Es ist ein groteskes Schauspiel, das jeden Betrachter in tiefes Fremdschämen versinken lässt: Da liegt halb Europa – inklusive der deutschen Bundeskanzlerin Angela Merkel – vor den Griechen auf den Knien und fleht sie an, doch bitte, bitte die Milliarden anzunehmen, die man ihnen anbietet. Dabei sind die Bedingungen für die Hilfen („Sparprogramm“) inzwischen so watteweich, dass auch diese Finanzsspritze – es geht um 15,5 Milliarden Euro an Krediten und ein 35-Milliarden-Euro-Konjunkturpaket – wohl abgeschrieben werden müssen. Diese Vorgänge wirken dabei nicht nur grotesk, sie illustrieren auch, wie schwach, orientierungslos und affektgetrieben die Eurozone und die gesamte EU inzwischen geworden sind.
Hören die Griechen auf das Flehen der europäischen Politik, dann geht das Elend in eine neue Runde. Niemand kann doch im Ernst glauben, dass die neuen Hilfen Griechenland auch nur ein winziges bisschen stabiler, solventer, reformfreudiger, ehrlicher und kooperativer machen werden. Im Wirtschaftsleben nennt man es Konkursverschleppung, wenn ein bankrottes Unternehmen keinen Antrag auf Eröffnung eines Insolvenzverfahrens stellt. In Griechenland geschieht das seit Jahren. Europas Regierende wollen aber unter allen Umständen nicht als diejenigen in die Geschichte eingehen, die für einen Grexit und damit weniger statt mehr europäische Integration verantwortlich sind. Das gilt auch für die Kanzlerin. Der deutsche Steuerzahler muss dann die 90 Milliarden Euro stemmen, die bisher im Griechensumpf versenkt worden sind.
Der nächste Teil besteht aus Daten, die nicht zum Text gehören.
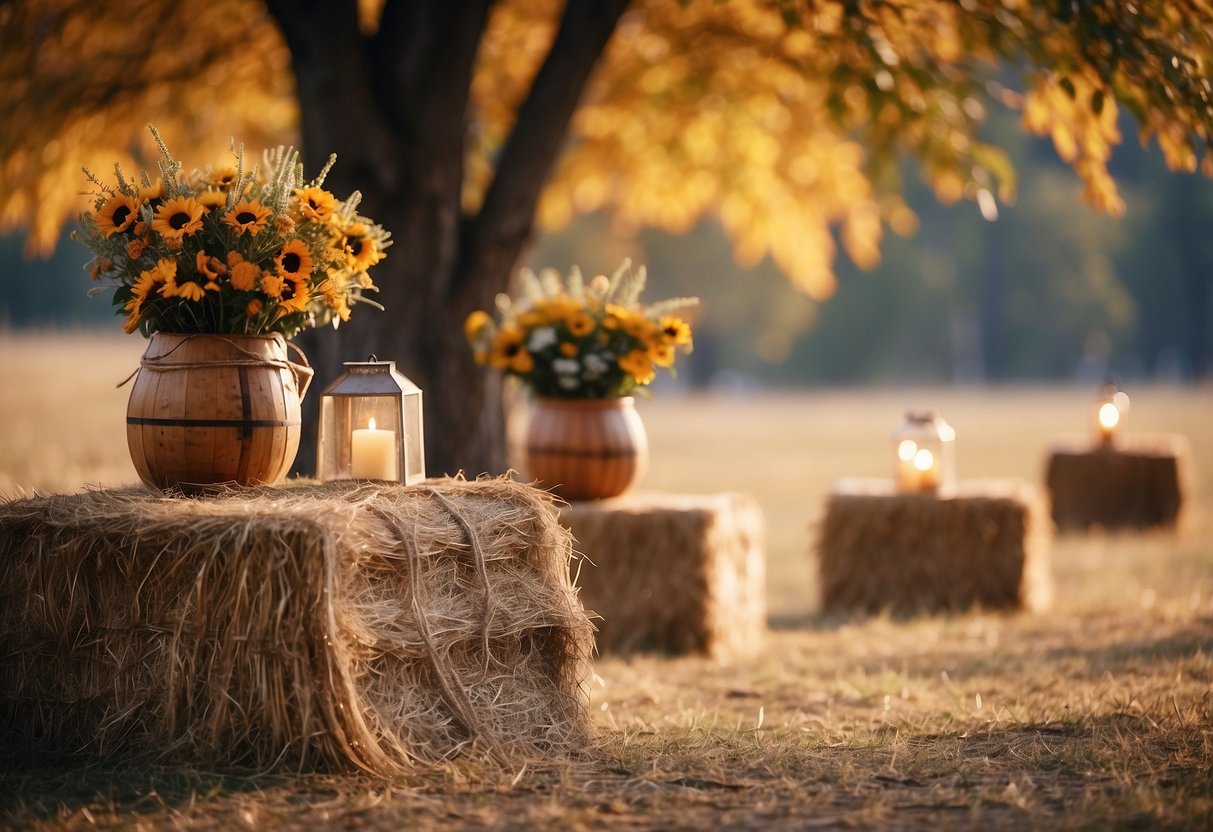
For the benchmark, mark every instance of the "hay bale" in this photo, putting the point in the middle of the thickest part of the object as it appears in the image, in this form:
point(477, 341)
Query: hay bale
point(334, 627)
point(1138, 483)
point(906, 553)
point(671, 573)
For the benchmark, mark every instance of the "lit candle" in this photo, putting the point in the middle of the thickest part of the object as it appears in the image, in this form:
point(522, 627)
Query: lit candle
point(372, 454)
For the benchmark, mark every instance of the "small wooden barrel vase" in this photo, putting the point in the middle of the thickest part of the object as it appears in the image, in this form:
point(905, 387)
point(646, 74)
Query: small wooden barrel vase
point(586, 449)
point(210, 409)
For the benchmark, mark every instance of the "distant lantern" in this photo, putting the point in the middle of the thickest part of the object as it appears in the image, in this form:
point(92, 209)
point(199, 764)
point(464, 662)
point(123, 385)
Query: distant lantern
point(922, 456)
point(370, 426)
point(1111, 410)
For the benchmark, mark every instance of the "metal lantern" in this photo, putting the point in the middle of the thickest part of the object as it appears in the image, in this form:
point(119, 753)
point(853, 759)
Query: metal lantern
point(370, 426)
point(1110, 411)
point(922, 450)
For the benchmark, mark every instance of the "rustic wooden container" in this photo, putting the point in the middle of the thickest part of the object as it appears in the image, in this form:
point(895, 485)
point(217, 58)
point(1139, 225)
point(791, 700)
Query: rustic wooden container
point(909, 553)
point(677, 574)
point(1138, 483)
point(586, 449)
point(210, 409)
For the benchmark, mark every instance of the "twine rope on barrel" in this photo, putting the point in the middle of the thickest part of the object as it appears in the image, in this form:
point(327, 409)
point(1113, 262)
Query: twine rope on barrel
point(302, 372)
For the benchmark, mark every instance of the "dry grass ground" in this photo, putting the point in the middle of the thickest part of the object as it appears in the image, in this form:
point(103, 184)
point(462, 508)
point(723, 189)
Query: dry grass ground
point(1094, 714)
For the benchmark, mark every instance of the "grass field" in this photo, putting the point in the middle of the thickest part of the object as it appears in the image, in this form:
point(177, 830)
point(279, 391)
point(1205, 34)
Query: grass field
point(1094, 714)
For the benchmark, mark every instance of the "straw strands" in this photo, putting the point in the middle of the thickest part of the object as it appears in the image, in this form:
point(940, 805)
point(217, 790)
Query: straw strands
point(336, 627)
point(907, 553)
point(677, 574)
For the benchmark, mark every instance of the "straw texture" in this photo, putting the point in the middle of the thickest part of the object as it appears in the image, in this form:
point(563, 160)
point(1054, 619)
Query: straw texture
point(672, 573)
point(335, 627)
point(987, 547)
point(1139, 483)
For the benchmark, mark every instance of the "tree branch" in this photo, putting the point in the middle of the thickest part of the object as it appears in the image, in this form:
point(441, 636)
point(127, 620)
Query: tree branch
point(506, 220)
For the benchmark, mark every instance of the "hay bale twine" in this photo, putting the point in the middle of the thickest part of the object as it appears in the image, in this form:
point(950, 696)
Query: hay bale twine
point(906, 553)
point(673, 573)
point(1138, 483)
point(331, 627)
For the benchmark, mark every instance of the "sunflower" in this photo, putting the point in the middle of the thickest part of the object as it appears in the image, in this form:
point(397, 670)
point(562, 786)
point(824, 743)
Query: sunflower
point(209, 267)
point(360, 250)
point(178, 217)
point(245, 275)
point(294, 261)
point(295, 295)
point(675, 331)
point(638, 365)
point(476, 323)
point(119, 214)
point(222, 177)
point(151, 284)
point(662, 354)
point(246, 216)
point(315, 204)
point(510, 352)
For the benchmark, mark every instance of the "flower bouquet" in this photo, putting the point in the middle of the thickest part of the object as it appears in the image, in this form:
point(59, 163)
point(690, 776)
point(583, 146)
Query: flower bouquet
point(570, 340)
point(584, 349)
point(218, 267)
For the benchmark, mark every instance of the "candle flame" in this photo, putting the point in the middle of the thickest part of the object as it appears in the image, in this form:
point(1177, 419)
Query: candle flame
point(923, 460)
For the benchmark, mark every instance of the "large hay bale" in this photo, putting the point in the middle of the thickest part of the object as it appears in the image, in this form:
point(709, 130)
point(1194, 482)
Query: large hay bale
point(1138, 483)
point(905, 553)
point(672, 573)
point(305, 627)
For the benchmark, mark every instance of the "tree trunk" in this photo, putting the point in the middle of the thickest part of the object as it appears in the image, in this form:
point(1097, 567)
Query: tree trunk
point(394, 109)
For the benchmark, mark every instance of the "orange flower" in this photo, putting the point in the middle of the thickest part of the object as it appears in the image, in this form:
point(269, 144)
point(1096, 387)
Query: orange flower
point(248, 216)
point(118, 215)
point(315, 204)
point(294, 260)
point(178, 217)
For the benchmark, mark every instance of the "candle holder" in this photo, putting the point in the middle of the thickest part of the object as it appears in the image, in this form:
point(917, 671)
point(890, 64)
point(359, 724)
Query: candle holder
point(922, 455)
point(371, 426)
point(1110, 412)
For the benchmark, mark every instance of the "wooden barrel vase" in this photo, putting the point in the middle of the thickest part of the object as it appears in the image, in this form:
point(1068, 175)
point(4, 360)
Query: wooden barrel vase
point(586, 449)
point(211, 409)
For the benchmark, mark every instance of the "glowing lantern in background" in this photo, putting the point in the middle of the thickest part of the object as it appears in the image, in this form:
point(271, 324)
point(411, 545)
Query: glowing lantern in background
point(922, 452)
point(1111, 410)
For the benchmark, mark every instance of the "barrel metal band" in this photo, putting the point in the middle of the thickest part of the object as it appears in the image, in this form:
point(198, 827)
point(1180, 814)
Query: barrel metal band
point(215, 422)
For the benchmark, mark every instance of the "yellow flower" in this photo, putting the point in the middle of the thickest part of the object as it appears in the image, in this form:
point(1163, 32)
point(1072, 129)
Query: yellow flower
point(315, 204)
point(245, 275)
point(295, 294)
point(580, 324)
point(118, 215)
point(360, 249)
point(209, 267)
point(223, 177)
point(675, 330)
point(510, 353)
point(272, 285)
point(638, 365)
point(476, 323)
point(294, 261)
point(178, 217)
point(662, 354)
point(246, 216)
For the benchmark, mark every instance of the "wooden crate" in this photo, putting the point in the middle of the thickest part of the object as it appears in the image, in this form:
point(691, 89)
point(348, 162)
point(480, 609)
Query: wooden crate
point(1138, 483)
point(906, 553)
point(675, 574)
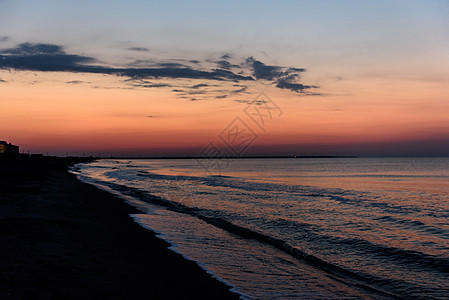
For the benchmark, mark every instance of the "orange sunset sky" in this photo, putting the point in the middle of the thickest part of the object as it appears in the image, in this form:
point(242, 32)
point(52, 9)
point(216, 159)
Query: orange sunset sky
point(141, 78)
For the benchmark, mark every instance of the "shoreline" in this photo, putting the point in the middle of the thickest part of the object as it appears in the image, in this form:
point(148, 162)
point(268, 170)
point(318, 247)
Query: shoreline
point(63, 238)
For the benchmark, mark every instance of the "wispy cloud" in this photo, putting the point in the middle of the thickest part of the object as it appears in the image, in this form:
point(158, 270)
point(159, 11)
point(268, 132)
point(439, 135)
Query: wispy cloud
point(220, 72)
point(77, 82)
point(282, 77)
point(140, 49)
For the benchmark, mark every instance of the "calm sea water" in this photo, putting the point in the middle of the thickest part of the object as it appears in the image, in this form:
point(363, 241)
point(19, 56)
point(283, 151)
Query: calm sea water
point(299, 228)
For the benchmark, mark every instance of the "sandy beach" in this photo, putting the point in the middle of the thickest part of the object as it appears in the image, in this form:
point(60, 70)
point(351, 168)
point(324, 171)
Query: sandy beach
point(64, 239)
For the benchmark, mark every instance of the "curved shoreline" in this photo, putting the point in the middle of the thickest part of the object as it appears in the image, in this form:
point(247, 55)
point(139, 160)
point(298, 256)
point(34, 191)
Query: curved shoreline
point(65, 238)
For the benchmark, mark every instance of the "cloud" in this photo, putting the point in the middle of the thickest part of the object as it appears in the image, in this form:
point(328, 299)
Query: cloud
point(53, 58)
point(197, 86)
point(139, 49)
point(282, 77)
point(77, 82)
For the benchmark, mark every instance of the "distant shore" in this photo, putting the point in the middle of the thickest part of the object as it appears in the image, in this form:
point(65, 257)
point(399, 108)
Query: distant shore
point(64, 239)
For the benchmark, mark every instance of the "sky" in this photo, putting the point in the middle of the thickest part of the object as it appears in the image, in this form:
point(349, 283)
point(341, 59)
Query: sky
point(236, 78)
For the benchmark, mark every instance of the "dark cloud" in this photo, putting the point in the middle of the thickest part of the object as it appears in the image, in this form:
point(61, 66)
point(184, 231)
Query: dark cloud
point(197, 86)
point(172, 65)
point(224, 64)
point(53, 58)
point(297, 87)
point(77, 82)
point(147, 84)
point(140, 49)
point(282, 77)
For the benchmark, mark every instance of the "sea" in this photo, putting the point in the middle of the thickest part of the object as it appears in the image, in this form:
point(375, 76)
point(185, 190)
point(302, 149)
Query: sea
point(297, 228)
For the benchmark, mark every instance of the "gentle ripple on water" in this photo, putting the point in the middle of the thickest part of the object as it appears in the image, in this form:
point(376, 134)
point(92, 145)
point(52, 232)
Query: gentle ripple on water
point(309, 228)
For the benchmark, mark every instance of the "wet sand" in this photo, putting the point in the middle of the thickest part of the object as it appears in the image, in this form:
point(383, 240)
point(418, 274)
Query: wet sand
point(64, 239)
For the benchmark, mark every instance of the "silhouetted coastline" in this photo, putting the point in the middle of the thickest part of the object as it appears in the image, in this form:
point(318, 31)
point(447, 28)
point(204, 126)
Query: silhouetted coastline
point(62, 238)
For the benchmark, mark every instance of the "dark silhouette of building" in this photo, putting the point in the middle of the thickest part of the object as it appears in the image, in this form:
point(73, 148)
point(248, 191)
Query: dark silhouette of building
point(8, 149)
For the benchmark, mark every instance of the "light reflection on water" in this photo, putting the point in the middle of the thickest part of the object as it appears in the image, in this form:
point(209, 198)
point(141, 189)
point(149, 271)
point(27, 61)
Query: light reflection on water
point(379, 222)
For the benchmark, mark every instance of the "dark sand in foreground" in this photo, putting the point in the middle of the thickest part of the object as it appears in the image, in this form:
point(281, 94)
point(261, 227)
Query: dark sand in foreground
point(64, 239)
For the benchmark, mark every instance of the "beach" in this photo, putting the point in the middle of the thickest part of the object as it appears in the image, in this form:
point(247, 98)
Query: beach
point(65, 239)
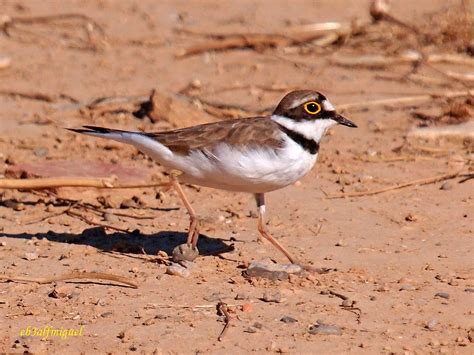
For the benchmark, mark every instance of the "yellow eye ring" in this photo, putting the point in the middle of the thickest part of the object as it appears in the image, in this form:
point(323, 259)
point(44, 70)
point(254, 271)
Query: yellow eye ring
point(312, 107)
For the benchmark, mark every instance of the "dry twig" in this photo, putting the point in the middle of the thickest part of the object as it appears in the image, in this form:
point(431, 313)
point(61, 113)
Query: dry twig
point(93, 223)
point(48, 183)
point(406, 100)
point(327, 33)
point(424, 181)
point(93, 36)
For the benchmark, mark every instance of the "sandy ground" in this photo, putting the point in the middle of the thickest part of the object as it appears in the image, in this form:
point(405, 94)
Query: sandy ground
point(404, 257)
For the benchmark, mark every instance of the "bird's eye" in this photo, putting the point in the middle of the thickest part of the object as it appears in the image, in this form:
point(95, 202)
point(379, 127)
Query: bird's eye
point(312, 107)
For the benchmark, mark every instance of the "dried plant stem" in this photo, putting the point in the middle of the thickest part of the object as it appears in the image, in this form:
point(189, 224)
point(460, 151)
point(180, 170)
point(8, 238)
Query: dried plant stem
point(47, 183)
point(93, 223)
point(71, 276)
point(407, 100)
point(424, 181)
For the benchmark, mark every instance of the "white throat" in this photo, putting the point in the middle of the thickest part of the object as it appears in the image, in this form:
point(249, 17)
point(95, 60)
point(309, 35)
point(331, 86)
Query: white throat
point(314, 130)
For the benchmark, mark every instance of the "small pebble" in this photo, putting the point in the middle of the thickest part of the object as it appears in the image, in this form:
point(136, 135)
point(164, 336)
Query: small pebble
point(30, 256)
point(41, 151)
point(341, 243)
point(347, 303)
point(177, 270)
point(5, 61)
point(185, 252)
point(288, 319)
point(431, 325)
point(444, 295)
point(214, 297)
point(407, 287)
point(446, 186)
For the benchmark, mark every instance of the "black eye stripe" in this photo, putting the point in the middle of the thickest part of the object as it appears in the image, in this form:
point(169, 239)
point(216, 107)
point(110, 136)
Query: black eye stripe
point(312, 107)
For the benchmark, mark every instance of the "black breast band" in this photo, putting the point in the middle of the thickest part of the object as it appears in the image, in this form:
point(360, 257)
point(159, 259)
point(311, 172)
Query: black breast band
point(309, 145)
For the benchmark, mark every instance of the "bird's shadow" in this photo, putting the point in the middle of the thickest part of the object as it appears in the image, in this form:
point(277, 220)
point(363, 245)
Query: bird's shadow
point(133, 243)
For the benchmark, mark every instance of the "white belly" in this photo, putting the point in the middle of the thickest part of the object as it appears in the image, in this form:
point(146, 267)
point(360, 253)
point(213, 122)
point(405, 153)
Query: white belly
point(261, 170)
point(244, 169)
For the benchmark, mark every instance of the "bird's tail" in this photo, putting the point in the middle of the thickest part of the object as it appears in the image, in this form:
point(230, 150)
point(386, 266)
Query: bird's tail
point(115, 134)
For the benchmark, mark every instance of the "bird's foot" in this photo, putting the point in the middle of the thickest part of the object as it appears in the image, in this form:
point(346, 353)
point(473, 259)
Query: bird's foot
point(186, 252)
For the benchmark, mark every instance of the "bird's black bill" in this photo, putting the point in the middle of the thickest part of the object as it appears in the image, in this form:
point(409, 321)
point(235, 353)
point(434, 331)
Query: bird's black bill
point(344, 121)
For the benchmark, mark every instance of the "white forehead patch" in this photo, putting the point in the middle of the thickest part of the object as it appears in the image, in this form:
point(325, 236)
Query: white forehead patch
point(328, 106)
point(301, 101)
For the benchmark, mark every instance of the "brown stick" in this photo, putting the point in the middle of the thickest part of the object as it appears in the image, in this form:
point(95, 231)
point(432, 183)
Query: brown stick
point(424, 181)
point(72, 275)
point(407, 99)
point(297, 35)
point(92, 223)
point(47, 183)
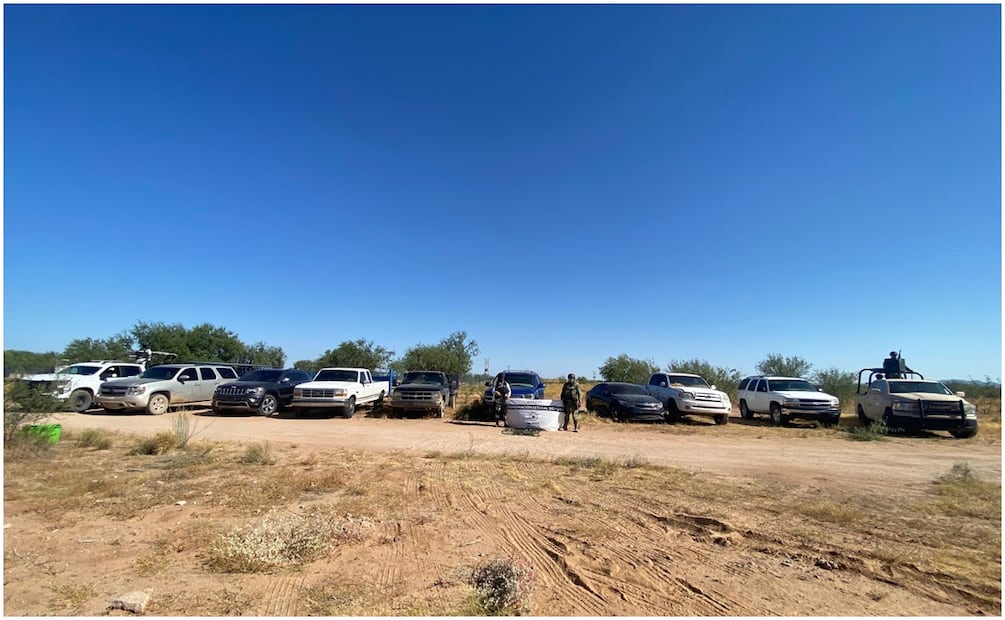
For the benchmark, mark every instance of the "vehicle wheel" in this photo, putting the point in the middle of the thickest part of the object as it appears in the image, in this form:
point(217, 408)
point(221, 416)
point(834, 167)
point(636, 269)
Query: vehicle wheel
point(672, 413)
point(861, 414)
point(269, 405)
point(80, 400)
point(776, 414)
point(158, 404)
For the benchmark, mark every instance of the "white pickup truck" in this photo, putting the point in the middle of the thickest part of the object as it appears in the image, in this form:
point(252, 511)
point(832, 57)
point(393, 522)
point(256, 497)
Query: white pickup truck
point(341, 388)
point(686, 394)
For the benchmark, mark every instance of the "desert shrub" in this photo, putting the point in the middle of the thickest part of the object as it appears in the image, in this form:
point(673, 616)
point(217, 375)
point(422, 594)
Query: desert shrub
point(875, 431)
point(25, 404)
point(503, 586)
point(161, 443)
point(94, 438)
point(284, 540)
point(257, 454)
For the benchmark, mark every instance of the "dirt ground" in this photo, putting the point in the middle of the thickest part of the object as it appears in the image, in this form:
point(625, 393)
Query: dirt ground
point(696, 521)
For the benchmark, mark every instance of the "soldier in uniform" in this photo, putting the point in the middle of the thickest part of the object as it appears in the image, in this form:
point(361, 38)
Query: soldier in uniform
point(570, 403)
point(500, 393)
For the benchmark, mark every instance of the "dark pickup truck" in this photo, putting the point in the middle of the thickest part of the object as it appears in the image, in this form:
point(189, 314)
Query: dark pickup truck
point(423, 391)
point(261, 391)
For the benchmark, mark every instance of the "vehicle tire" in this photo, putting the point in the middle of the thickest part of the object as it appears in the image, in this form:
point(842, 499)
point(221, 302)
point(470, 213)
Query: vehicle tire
point(269, 405)
point(672, 413)
point(158, 404)
point(81, 400)
point(861, 414)
point(776, 414)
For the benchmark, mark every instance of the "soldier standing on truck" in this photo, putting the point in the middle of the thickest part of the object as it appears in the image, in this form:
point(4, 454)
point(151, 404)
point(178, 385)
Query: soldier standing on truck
point(500, 393)
point(570, 403)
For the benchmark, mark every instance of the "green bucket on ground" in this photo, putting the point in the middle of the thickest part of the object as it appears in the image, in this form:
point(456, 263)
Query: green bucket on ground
point(51, 432)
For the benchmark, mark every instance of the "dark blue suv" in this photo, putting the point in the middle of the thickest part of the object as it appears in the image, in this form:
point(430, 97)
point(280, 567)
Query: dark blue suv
point(524, 383)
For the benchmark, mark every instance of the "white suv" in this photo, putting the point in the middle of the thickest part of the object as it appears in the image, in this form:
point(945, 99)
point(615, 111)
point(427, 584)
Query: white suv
point(79, 383)
point(784, 398)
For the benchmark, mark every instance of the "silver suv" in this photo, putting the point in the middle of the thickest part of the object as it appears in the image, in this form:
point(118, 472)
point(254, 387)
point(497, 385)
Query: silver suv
point(162, 387)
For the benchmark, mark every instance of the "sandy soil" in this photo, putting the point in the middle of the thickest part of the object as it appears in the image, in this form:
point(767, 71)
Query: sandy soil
point(609, 548)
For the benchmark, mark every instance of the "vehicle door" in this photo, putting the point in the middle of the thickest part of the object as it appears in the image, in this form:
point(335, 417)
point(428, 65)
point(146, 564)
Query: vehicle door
point(759, 396)
point(208, 380)
point(186, 384)
point(874, 400)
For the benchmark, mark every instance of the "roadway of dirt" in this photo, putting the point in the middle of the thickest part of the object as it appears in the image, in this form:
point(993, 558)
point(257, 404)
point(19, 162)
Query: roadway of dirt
point(599, 546)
Angesichts des unfassbaren Durcheinanders und eines politischen Handelns, in dem nur noch Wohlmeinende einen rationalen Kern zu erkennen vermögen, stellt sich letztlich die entscheidende Frage: Was passiert eigentlich, wenn einmal ein europäisches Euro-Schwergewicht in echte Schwierigkeiten gerät? Eine Volkswirtschaft, die mehr als die 1,2 Prozent der griechischen zur europäischen Wirtschaftsleistung beiträgt, ein Land wie Italien, Frankreich oder sogar Deutschland? Wie sollen dann Mechanismen und politische Konzepte helfen, die im Falle Griechenlands völlig versagt haben? Die Antwort: Sie helfen nicht. Der Euro wird eine solche Krise nicht überleben.